Fest steht, dass die quotenstarke TV-Lokalzeit im kommenden Jahr nur noch von Montag bis Freitag aus den elf Landesstudios sendet – die Samstagsausgabe entfällt zugunsten einer landesweiten, freizeitorientierten Sendung. „Wir könnten uns sonst die elf Lokalzeiten auf Dauer nicht leisten“, erklärte Fernsehdirektor Jörg Schönenborn den Pressevertretern. Einen Rückzug aus der Region wolle der WDR verhindern. Für die Europaberichterstattung sei ein neues Magazin auf einem neuen Sendeplatz geplant. Der „Bericht aus Brüssel“ falle dafür weg.
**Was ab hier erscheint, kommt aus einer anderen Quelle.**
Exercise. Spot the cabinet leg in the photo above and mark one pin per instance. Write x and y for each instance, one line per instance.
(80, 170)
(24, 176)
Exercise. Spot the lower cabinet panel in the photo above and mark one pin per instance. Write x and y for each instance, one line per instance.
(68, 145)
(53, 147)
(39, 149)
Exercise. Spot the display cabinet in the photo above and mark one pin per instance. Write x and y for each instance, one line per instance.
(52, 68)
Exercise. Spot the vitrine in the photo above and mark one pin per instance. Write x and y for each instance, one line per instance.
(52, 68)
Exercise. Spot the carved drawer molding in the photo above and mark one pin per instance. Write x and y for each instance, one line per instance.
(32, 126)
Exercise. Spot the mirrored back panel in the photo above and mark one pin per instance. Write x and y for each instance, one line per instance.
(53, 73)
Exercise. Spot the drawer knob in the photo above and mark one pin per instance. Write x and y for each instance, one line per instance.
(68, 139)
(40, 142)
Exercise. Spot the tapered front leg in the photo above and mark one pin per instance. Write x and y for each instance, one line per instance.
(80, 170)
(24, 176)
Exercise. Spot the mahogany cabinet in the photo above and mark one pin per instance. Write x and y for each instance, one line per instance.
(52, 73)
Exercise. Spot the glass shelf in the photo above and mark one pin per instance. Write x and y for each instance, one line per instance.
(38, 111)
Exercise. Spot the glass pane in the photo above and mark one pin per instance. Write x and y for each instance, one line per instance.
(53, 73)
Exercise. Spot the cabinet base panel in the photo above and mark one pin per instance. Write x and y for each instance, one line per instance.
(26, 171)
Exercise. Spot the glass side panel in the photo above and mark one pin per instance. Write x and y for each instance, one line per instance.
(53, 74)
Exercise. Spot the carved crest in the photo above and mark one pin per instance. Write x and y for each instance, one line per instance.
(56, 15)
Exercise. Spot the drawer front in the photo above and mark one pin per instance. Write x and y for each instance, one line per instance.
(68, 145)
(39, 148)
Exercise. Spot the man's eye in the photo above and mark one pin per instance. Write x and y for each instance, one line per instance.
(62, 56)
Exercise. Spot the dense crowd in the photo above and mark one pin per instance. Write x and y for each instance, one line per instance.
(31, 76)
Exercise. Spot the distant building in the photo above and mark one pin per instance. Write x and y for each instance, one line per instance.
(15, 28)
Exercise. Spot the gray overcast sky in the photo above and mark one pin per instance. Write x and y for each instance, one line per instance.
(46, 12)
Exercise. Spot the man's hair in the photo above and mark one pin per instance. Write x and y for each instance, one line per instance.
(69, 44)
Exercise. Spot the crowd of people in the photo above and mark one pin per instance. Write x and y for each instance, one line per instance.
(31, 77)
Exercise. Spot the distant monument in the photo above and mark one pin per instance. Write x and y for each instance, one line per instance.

Durch Programmwechsel bei der ARD entfielen zudem Sendungen im Bereich Talk und Ratgeberformate. Die freiwerdenden Mittel wolle man z.T. auch für neue Formate, für mehr Investigatives und Recherchen verwenden. Er benannte drei klare Ziele für seinen Bereich: das Programm zu verjüngen, mehr Platz für Innovationen einzuräumen und unter dem Stichwort „360-Grad-Verbreitung“ auch neue Wege in der nicht-linearen TV-Verbreitung einzuschlagen.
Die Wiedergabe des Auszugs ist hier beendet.